Selbst wenn alle Mitarbeiter des BfArM Schnelllesekurse abgewickelt hätten und diese Technik auch beherrschen würden, so kann man sich nicht vorstellen, dass ein Mitarbeiter mehr als zwei Gutachten pro Arbeitstag liest, bewertet, die fachliche Stellungnahme schreibt und den sonstigen bürokratischen Aufwand erledigt. Grob überschlagen würde 1 Mitarbeiter somit die Dauer eines Dornröschenschlafes, also 100 Jahre benötigen, um alle Gutachten lesen und zu bearbeiten. Bei 100 Mitarbeitern und gleiche Leistungsstärke vorausgesetzt, wäre dies allerdings schon in einem Jahr bewältigt!

So ähnlich muss die Rechnung des BfArM aussehen, wenn der angekündigte Zeitplan nicht ganz aus der Luft gegriffen sein soll.
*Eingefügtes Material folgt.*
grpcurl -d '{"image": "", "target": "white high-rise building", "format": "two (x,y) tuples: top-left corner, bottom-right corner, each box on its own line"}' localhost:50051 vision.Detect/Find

An dieser Rechnung lässt sich doch schon sehr deutlich ermitteln, wie die weitere Vorgehensweise im Amt aussehen wird: Im Internet (www.bfarm.de) unter Informationen aus dem Rechtsreferat finden Sie den geplanten Versagungsbescheid samt Begründung des Sofortvollzugs der Versagung. Das ist doch sehr nett vom BfArM, denn so wird Ihnen ermöglicht jetzt schon mit Ihren Rechtsberatern entsprechende Gegenmaßnahmen vorzubereiten.

Ich erwarte, dass anhand von Stoff-Indikationslisten die plausibelsten und die nach Ansicht der Behörde am wenigsten plausiblen Arzneimittel herausgefischt werden und in relativ kurzer Zeit Zulassungen mit Auflagen bzw. Versagungsbescheide herausgegeben werden. Damit wäre schon ein großer Anteil derjenigen Arzneimittel abgewickelt, deren Unterlagen sich im Archiv in Leisnig befinden. Dann bleibt da nun leider ein Sumpf, wo man wohl oder übel noch mal genauer hinschauen muss.
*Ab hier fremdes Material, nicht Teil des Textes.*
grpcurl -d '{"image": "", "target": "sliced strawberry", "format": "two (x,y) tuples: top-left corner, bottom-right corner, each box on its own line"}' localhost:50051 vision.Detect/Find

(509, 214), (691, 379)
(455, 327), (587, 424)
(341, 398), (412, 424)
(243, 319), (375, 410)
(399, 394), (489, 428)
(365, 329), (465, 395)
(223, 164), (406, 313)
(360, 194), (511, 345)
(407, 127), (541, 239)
Nachzulassungsversagung am Fließband?

Wird uns das in den nächsten Monaten und Jahren begleiten? Treffen wird es all die Arzneimittel, die auch schon bei der Erstellung der Monographien leer ausgingen und auch bei der Benennung der Traditionsnummern große Probleme hatten: Kombinationen von mehreren arzneilich wirksamen Bestandteilen, Arzneimittel der Grenzgebiete und solche, deren Bestandteile mehreren therapeutischen Richtungen angehören.
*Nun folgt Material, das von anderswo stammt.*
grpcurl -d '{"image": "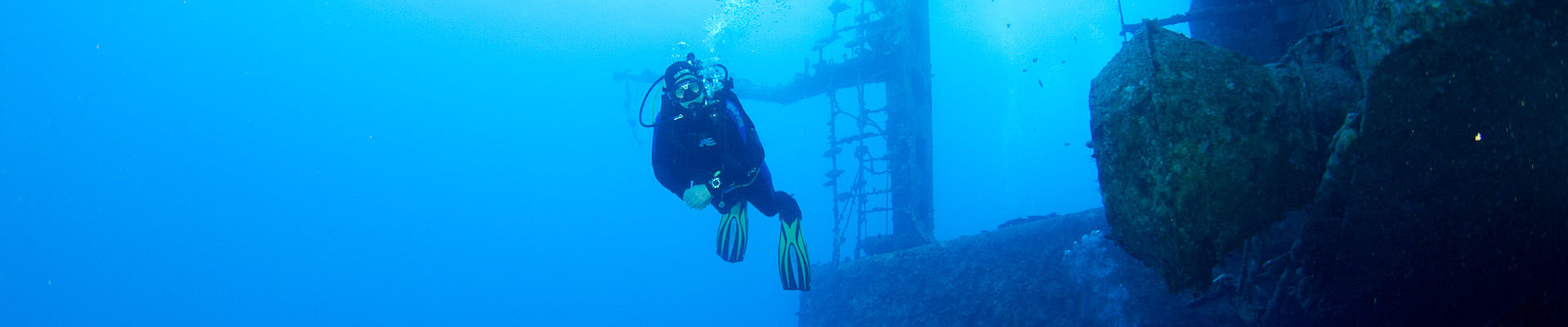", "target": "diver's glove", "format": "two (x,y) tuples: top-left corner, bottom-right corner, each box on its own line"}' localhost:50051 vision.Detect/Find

(680, 184), (714, 211)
Ein gefährlicher Weg für die Behörde, denn eines ist klar, die pharmazeutischen Unternehmer, die in den letzten Monaten viel Geld und Zeit in die Aufarbeitung ihrer klinischen Studien und des wissenschaftlichen Erkenntnismaterials ihrer Arzneimittel gesteckt haben, werden die Versagungsentscheidung" nicht schicksalsergeben hinnehmen, für viele dieser Arzneimittel wird es vor Gericht ein Wiedersehen mit dem Sachbearbeiter geben, der dann vielleicht zum ersten mal die Zeit haben wird bzw. haben muss!, nicht nur die Gutachten "quer zu lesen" sondern auch die dazugehörigen Studien einer gründlichen Prüfung zu unterziehen, wenn der Verwaltungsrichter nämlich die Plausibilität der Versagung überprüft. Nicht zuletzt aufgrund der neu ins Gesetz gekommenen Präklusionsregelung, wurde alles Erkenntnismaterial und sei es auch auf den ersten Blick auch nur am Rande von Bedeutung, auf die Reise geschickt.

Nur so kann auch meine Empfehlung sein, ein Versagungsbescheid ist noch lange nicht das "Aus", und auch ein Sofortvollzug kann mit Rechtsmitteln noch gestoppt werden. Prüfen Sie schnellstens mit Ihren Rechtsspezialisten alle formalen und inhaltlichen Aspekte, juristisch wie wissenschaftlich und wagen Sie dann den Schritt in das Klageverfahren.

Es mag sein, dass das BfArM die Nachzulassung in der angekündigten Zeit irgendwie vom Schreibtisch bekommt (was auch viele Optimisten bezweifeln), ein Abschluss für die Sachbearbeiter wird es noch lange nicht sein.